High school tyrants.

From “Heathers” to “Clueless” to “Mean Girls”, we’ve seen that “snotty clique” theme repeat. And we love these Hollywood narratives for their half-truths and hyperbolic representations. Because suffering and teen angst – much like the prospect of death – is always so much easier to bear when we make a parody of it for our own entertainment. LiLo’s flick, for instance, came out in 2004 – when I was a couple years out of high school and could laugh retrospectively at just how true some of the stuff was and simply revel in the ridiculousness of the rest. But that probably because I was in college by then, time had passed, and – to my shame – I probably would have been sitting at Regina’s table during that era of my life as some Gretch-Karen chimera character. But what about those who are still in high school and feeling more of the cold sting of rejection? And less of the Hollywood lulz?

What makes these cliques form and morph into the less-funny IRL dramas of bullying, humiliation, and suicide? And can it be changed? Research done recently aimed to observe what makes cliques tick, has thus far made an interesting analysis. One that kinda raised my eyebrows. Larger schools, they say, tend to correlate more with these sorts of cruel groups. It was shown that institutions with more elective courses and academic freedom bred more of these than the smaller schools whose groups were based on common interests and the same activities.

I dunno.

I feel like, while that may not be a false assessment, it’s misleading.

Yeah, larger schools are going to have more cliques. There are more people. So, there are gonna be more cliques. Duh. And – as for the smaller schools – there may be fewer cliques, but it’s like the shade throwing and general malevolence gets condensed down into what bit of the population there is. I’m going to attempt an analogy (that although it took place in college, not high school, I feel like it parallels at least a bit). My first two years of college at a Jesuit University were a good example. Sure it wasn’t high school – but it felt like one – a religious one – with dorms. It was a small school, and despite the independence of being out on your own, there was still that air of snobbery ensuing within those tiny classrooms – mostly coming from the sorority sort. The judgmental glances. The giggles at the emo girl when she got up to speak.

It all felt so familiar, I almost started wondering if my boyfriend in fifth period wanted to ditch sixth and seventh, sneak past security, and go make out somewhere. Right before realizing, oh right. No fifth period. This is college. We’re meant to act like grown ups. We just aren’t, apparently. Contrarily, when I got to supersized Virginia Tech, the sororities and fraternities were still a thing and they were still snotty – but not as much. It was more like a “I’m know I’m better than you, but I also know better than to throw shade because it isn’t cute so I’ll pretend to be nice.”

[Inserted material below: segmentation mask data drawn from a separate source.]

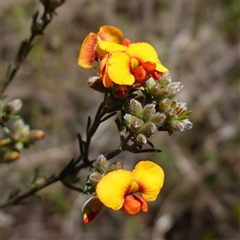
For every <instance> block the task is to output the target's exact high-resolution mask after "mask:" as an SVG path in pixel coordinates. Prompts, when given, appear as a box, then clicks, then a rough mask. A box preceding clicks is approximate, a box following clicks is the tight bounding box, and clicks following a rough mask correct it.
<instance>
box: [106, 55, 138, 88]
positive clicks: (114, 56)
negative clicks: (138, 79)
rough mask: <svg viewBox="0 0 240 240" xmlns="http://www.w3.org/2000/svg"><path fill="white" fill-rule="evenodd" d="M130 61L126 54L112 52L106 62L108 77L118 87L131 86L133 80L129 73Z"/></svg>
mask: <svg viewBox="0 0 240 240" xmlns="http://www.w3.org/2000/svg"><path fill="white" fill-rule="evenodd" d="M130 65H131V61H130V58H129V56H128V54H127V53H125V52H120V51H118V52H114V53H112V56H111V57H110V59H109V62H108V75H109V77H110V78H111V80H112V81H113V82H114V83H116V84H119V85H133V84H134V81H135V78H134V76H133V75H132V74H131V72H130V67H131V66H130Z"/></svg>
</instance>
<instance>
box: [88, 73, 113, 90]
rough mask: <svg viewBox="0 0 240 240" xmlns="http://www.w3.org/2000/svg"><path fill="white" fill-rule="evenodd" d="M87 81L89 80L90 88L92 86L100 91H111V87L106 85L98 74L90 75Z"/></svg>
mask: <svg viewBox="0 0 240 240" xmlns="http://www.w3.org/2000/svg"><path fill="white" fill-rule="evenodd" d="M87 82H88V85H89V87H90V88H92V89H94V90H96V91H98V92H102V93H107V92H109V89H108V88H105V87H104V85H103V82H102V79H101V78H100V77H98V76H93V77H90V78H89V79H88V80H87Z"/></svg>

I don’t know how far this college analogy reaches into high school – but I imagine that if you have kids with freedom in both cases who choose the prison-within-a-prison of living under fabricated social constructs (within the even larger one of society), it’s gotta be even worse as a teen. Because you’re still living under the rule of parents and teachers and can’t leave if you like. So time and space for distractions from the pain of pariah life is either limited or nonexistent. And hunting down like-minded groups is like fishing near Fukushima – especially in a smaller school. Sure, you don’t have a clique. But it’s something far worse. You don’t have anything. You’re alone. With no escape. Because that’s your day to day reality for as many hours as most professionals work – like your parents who put you there and don’t have time or energy to care about how it’s emotionally destroying you by the time they’re done sitting in carbon monoxide fume infused traffic.

I imagine it’s similar but even worse in smaller high schools. Because in college, however small and snotty, there’s still the fact around hateful classmates of “At least I don’t have to see this C-U-Next-Tuesday until next Tuesday… at 9 A.M.”. Contrarily, the reigning emotional parasites that are the stereotypical high school “mean girls” (or douchey dudes), know they harbor that power over the peons. And – since the student population’s so small – they know they’ll see ‘em again in the hallway, lunch, lav, whatever. And if you’re that peon, there ain’t shiz you can do but wait. For the day to end. For high school to end. For the acceptance letter to come.

So, sure – maybe there are fewer cliques in small institutions.

But, when you think about it, the effect of that is actually worse than if there were.

But don’t lose hope.

High school Hitler may not get hit by a bus, but you’ll be alright if you stay the course.

‘cause like a wise brown teenage character in a silver screen story once said:

“Don’t let the haters stop you from doin ya thang.”